Ему хватило пары минут, чтобы облачится в повседневную форму одежды: темно-серый пиджак, рубашку нейтральных тонов, скупой расцветки галстук и черные туфли. Возможно, приверженность к подобной весьма консервативной и скучной на взгляд Альвины одежде, породило о нем мнение, как о человеке сухом и рациональном, у которого разум преобладает над чувствами. Правда, Виталий не слишком считался с чужими взглядами на некоторые вопросы своего личного бытия. Себя он считал человеком излишне эмоциональным, поэтому, видно, и пытался скрыть свои чувства за личиной чрезмерной серьезности и отрешенности от всего, что мешало его деловым интересам.

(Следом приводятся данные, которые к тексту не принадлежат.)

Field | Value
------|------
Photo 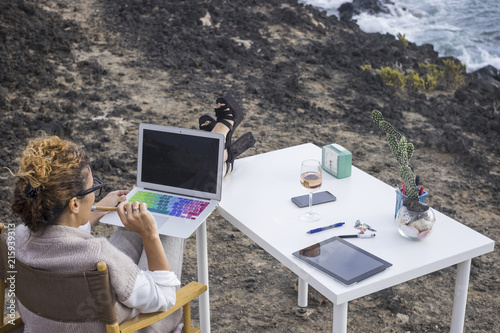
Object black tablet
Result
[293,237,392,286]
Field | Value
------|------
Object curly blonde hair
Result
[11,136,90,232]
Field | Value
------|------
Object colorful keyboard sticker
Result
[129,191,209,220]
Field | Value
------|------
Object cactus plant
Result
[372,110,428,212]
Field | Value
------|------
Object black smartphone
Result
[292,191,337,208]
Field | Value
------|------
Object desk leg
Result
[333,302,347,333]
[298,277,309,313]
[450,259,471,333]
[196,221,210,333]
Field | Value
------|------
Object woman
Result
[11,95,254,332]
[12,137,184,332]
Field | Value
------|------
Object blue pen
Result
[307,222,345,234]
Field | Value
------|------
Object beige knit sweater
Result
[16,225,180,333]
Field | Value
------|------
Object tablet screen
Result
[293,237,392,285]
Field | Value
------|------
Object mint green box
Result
[321,143,352,179]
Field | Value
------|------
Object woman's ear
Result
[68,197,80,214]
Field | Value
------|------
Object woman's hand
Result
[117,201,159,240]
[89,190,130,226]
[117,201,170,272]
[94,190,130,207]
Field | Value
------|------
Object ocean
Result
[299,0,500,72]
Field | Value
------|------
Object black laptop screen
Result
[140,129,219,193]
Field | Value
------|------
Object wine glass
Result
[300,160,323,222]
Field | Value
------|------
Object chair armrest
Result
[120,281,207,333]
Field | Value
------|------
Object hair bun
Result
[24,180,40,198]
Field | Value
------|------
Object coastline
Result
[0,0,500,332]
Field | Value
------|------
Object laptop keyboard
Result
[128,191,209,220]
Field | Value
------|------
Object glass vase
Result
[396,206,436,240]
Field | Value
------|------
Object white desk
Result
[218,144,494,333]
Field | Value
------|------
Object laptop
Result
[101,124,224,238]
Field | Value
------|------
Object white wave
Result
[300,0,500,72]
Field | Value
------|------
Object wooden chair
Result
[0,223,207,333]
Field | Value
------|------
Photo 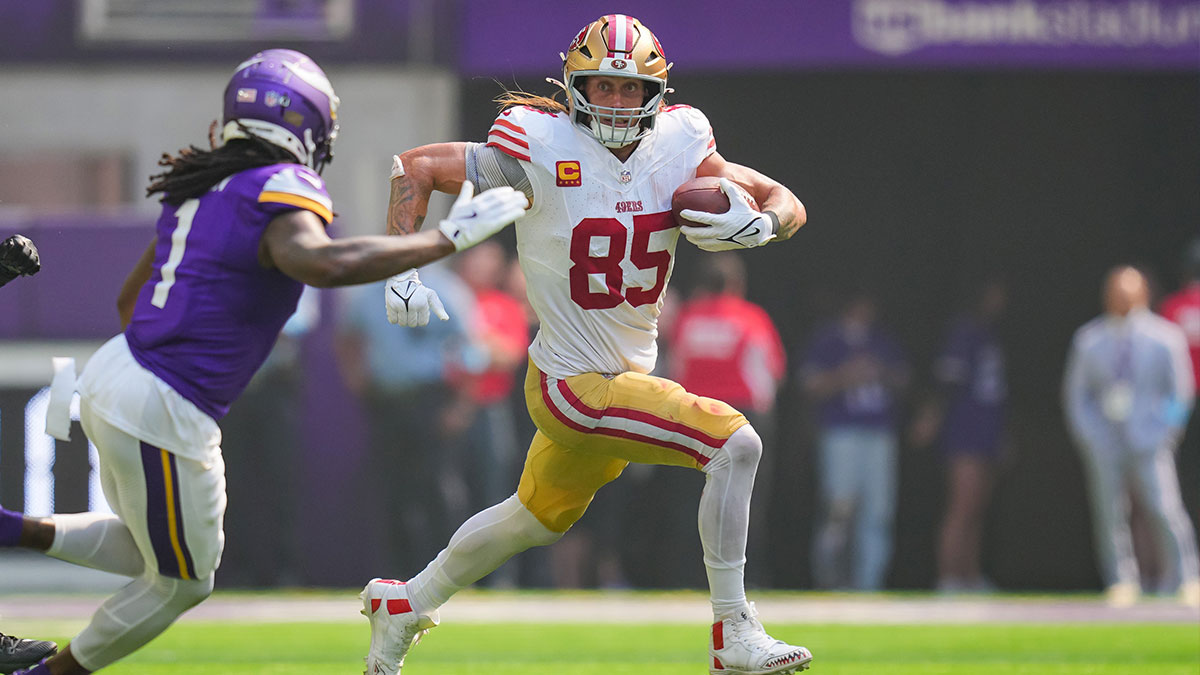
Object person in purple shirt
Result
[800,291,908,591]
[0,49,527,675]
[912,279,1008,592]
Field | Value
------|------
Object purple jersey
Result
[125,163,332,419]
[802,322,907,428]
[935,317,1008,454]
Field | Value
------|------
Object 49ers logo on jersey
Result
[554,160,583,187]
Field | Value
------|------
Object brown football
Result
[671,175,758,227]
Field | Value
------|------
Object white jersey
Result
[487,106,716,378]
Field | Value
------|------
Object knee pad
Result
[154,574,215,614]
[500,495,563,548]
[704,424,762,473]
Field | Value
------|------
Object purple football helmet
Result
[222,49,338,172]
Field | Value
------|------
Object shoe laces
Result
[732,603,780,652]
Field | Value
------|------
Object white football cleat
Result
[359,571,440,675]
[708,603,812,675]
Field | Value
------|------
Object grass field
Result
[11,619,1200,675]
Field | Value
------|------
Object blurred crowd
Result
[223,241,1200,604]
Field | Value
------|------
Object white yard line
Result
[0,591,1200,625]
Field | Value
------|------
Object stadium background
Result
[0,0,1200,590]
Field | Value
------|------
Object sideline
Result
[0,590,1200,626]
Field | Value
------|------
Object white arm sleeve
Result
[467,143,533,203]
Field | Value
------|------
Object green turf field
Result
[18,619,1200,675]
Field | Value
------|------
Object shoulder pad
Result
[659,103,716,151]
[486,106,565,162]
[258,165,334,223]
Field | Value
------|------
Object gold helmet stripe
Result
[605,14,637,59]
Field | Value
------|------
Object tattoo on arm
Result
[388,175,430,234]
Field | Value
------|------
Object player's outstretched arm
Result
[258,181,528,287]
[258,210,455,288]
[388,143,467,234]
[696,153,808,240]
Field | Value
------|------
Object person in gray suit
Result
[1063,265,1200,607]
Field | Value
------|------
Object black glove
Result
[0,234,42,286]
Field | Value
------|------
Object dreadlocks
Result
[146,121,296,207]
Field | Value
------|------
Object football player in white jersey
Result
[362,14,812,675]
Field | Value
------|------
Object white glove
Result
[383,269,450,327]
[438,180,529,251]
[679,178,775,251]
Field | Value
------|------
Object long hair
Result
[493,90,566,113]
[146,121,299,207]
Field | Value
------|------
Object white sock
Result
[408,495,563,614]
[46,513,145,577]
[697,424,762,620]
[71,566,212,671]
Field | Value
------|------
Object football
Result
[671,175,758,227]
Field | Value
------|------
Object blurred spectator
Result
[913,280,1008,592]
[335,265,475,571]
[1162,238,1200,521]
[454,239,530,586]
[221,286,320,587]
[1063,267,1200,607]
[800,291,910,590]
[660,252,786,586]
[0,234,59,673]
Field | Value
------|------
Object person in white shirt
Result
[1063,265,1200,607]
[362,14,812,675]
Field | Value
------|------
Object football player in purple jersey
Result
[0,49,528,675]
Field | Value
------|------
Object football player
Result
[362,14,812,675]
[0,49,528,675]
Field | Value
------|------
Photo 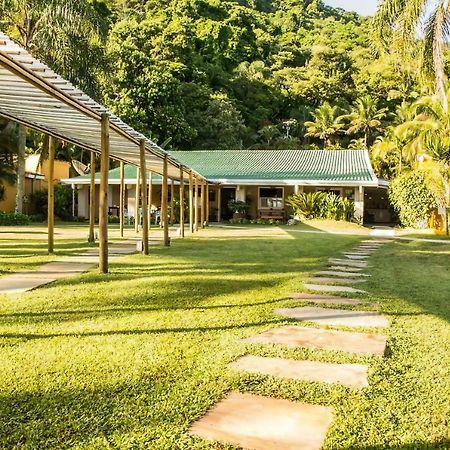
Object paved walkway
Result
[189,239,389,450]
[0,240,136,295]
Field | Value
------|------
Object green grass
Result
[0,227,450,450]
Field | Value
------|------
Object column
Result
[139,139,148,255]
[119,161,125,237]
[88,152,95,244]
[180,166,184,238]
[161,155,170,247]
[47,136,55,255]
[98,113,109,273]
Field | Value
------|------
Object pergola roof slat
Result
[0,32,203,179]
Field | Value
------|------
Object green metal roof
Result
[63,150,379,186]
[172,150,377,183]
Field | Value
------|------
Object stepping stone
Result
[228,355,369,388]
[311,276,367,284]
[289,292,363,305]
[274,306,389,328]
[327,266,364,273]
[344,253,369,260]
[189,392,333,450]
[304,283,366,294]
[243,326,386,356]
[316,270,371,279]
[328,258,367,269]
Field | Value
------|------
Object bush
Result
[388,171,437,228]
[32,184,72,220]
[0,211,30,225]
[228,200,250,214]
[286,192,355,222]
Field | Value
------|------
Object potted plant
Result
[228,200,250,219]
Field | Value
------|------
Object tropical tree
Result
[305,102,343,148]
[373,0,450,109]
[0,0,107,94]
[341,95,387,148]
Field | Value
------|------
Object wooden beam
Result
[216,184,222,222]
[161,155,170,247]
[119,161,125,237]
[134,167,141,234]
[189,170,195,233]
[194,176,198,231]
[139,139,148,255]
[200,180,205,228]
[148,171,153,230]
[98,113,109,273]
[180,167,184,238]
[47,136,56,255]
[88,152,95,244]
[205,182,209,226]
[170,178,175,225]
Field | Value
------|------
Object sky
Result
[324,0,378,16]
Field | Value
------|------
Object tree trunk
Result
[15,124,27,213]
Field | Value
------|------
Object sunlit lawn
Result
[0,223,450,450]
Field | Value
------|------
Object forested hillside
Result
[101,0,414,149]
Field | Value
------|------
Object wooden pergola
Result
[0,32,210,273]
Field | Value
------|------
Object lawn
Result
[0,227,450,450]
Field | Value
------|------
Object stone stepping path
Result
[304,283,366,294]
[274,306,389,328]
[189,392,333,450]
[243,326,386,356]
[0,241,136,295]
[289,292,363,305]
[328,258,367,269]
[327,265,370,276]
[228,355,369,388]
[311,275,367,284]
[344,253,369,260]
[316,270,371,279]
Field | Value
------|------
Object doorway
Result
[220,188,236,220]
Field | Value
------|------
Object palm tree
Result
[341,95,387,148]
[373,0,450,109]
[305,102,343,148]
[0,0,106,212]
[0,0,107,95]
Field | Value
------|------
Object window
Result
[259,188,284,209]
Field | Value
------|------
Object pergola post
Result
[194,176,198,231]
[98,113,109,273]
[88,152,95,244]
[170,178,175,225]
[205,183,209,226]
[216,185,222,222]
[47,136,55,255]
[147,171,153,230]
[189,170,194,233]
[180,166,184,238]
[134,167,141,234]
[200,180,205,228]
[139,139,148,255]
[161,155,170,247]
[119,161,125,237]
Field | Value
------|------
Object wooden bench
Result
[258,209,286,220]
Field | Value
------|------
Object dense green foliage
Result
[389,171,437,228]
[286,192,355,221]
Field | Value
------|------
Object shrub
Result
[228,200,250,214]
[32,184,72,220]
[0,211,30,225]
[389,171,437,228]
[287,192,355,222]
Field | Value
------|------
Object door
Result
[220,187,236,220]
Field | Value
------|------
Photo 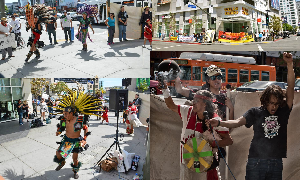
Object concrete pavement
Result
[153,36,300,51]
[0,20,151,78]
[0,112,146,180]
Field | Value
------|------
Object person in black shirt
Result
[17,99,23,125]
[139,6,152,39]
[133,94,142,118]
[208,52,295,180]
[46,16,58,45]
[118,6,128,42]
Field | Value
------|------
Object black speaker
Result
[109,89,128,112]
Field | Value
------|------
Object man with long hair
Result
[162,83,233,180]
[209,52,295,180]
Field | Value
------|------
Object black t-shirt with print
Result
[243,105,291,159]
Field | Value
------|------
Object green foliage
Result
[269,15,282,34]
[50,81,68,95]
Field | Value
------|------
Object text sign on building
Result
[224,7,239,15]
[242,7,249,15]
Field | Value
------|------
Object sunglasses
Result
[209,75,222,81]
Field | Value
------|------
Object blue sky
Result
[99,78,122,87]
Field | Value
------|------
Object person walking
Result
[118,6,128,42]
[0,17,15,60]
[9,15,21,47]
[45,16,58,45]
[60,10,73,42]
[17,99,23,125]
[40,98,47,123]
[76,12,95,51]
[139,6,152,39]
[105,13,115,45]
[22,101,29,122]
[133,94,142,118]
[143,19,152,48]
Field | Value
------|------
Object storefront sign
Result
[242,7,249,15]
[224,7,239,15]
[178,35,194,42]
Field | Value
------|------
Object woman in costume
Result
[143,19,152,48]
[76,12,95,51]
[54,89,100,179]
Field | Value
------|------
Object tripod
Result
[94,107,126,173]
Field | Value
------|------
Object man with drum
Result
[162,82,233,180]
[209,52,295,180]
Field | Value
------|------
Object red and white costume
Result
[178,105,229,180]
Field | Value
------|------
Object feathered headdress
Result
[56,88,102,116]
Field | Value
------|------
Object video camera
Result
[157,60,180,88]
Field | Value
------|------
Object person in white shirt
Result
[60,10,73,42]
[9,15,21,46]
[0,17,15,60]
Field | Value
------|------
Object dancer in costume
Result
[54,89,100,179]
[209,52,295,180]
[162,82,233,180]
[76,12,95,51]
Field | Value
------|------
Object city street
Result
[153,35,300,51]
[0,19,151,78]
[0,112,146,180]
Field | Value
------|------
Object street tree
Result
[50,81,68,95]
[282,23,293,32]
[30,78,49,99]
[269,15,282,34]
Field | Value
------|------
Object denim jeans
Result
[48,29,56,43]
[108,26,115,43]
[246,158,283,180]
[119,25,126,41]
[64,27,71,41]
[19,112,23,124]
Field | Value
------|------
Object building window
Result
[228,69,237,82]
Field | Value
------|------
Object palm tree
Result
[269,15,282,34]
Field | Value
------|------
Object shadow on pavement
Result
[0,121,30,144]
[75,50,105,61]
[104,40,143,57]
[12,57,47,78]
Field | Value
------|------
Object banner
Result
[0,33,17,49]
[178,35,194,42]
[59,0,78,7]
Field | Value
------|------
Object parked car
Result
[236,81,286,92]
[294,78,300,91]
[150,80,162,95]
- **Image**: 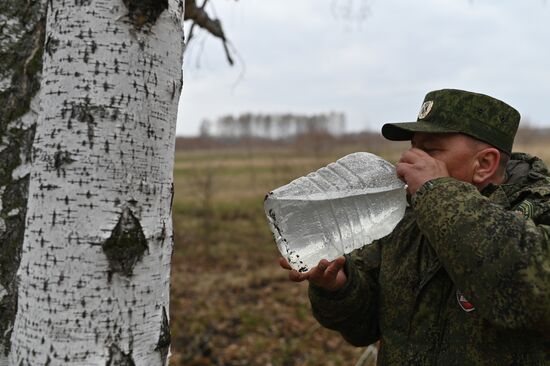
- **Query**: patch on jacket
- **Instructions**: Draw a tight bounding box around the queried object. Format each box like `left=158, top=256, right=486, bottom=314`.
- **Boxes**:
left=514, top=200, right=533, bottom=220
left=456, top=290, right=476, bottom=313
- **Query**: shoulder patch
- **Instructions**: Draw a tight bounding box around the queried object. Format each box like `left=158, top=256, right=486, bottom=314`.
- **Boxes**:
left=514, top=200, right=534, bottom=220
left=456, top=290, right=476, bottom=313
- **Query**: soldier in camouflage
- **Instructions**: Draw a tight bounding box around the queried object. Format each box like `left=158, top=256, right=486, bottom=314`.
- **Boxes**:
left=281, top=89, right=550, bottom=365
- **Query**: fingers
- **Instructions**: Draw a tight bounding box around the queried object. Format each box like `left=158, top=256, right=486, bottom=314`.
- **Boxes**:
left=279, top=257, right=292, bottom=269
left=279, top=256, right=346, bottom=287
left=309, top=257, right=346, bottom=286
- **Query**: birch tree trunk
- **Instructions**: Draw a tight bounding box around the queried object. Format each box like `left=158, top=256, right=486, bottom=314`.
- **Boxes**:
left=0, top=0, right=183, bottom=365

Но сейчас ему не от кого было скрывать, насколько он потрясен свалившимся на него известием, поэтому ряд процедур, связанных с доведением внешнего вида до нужных параметров Морозов проделывал уже набегу, как-то набрасывал на шею кашне, натягивал на широкие плечи кожаное пальто, а на голову — шляпу. Ровно в семь тридцать он появился на крыльце своего особняка. Слава распахнул перед ним дверцу новенького «Ланд Круизера», но шеф махнул ему рукой:
— Оставайся и жди меня! — и сам взгромоздился на водительское сидение.
Обомлевший от столь неожиданного поступка «хозяина» Вячеслав не нашелся, что возразить, да так и остался стоять с открытым ртом, пока внедорожник не миновал ворота. И только тогда покачал в недоумении головой.
— Что за муха его укусила? Ишь, сорвался! Неужто, самолет обнаружили?
Вячеслав был одним из самых верных людей Морозова, знал своего шефа, как самого себя, поэтому не удивительно, что их мысли вот уже много дней текли в одном и том же направлении. И, кажется, не напрасно!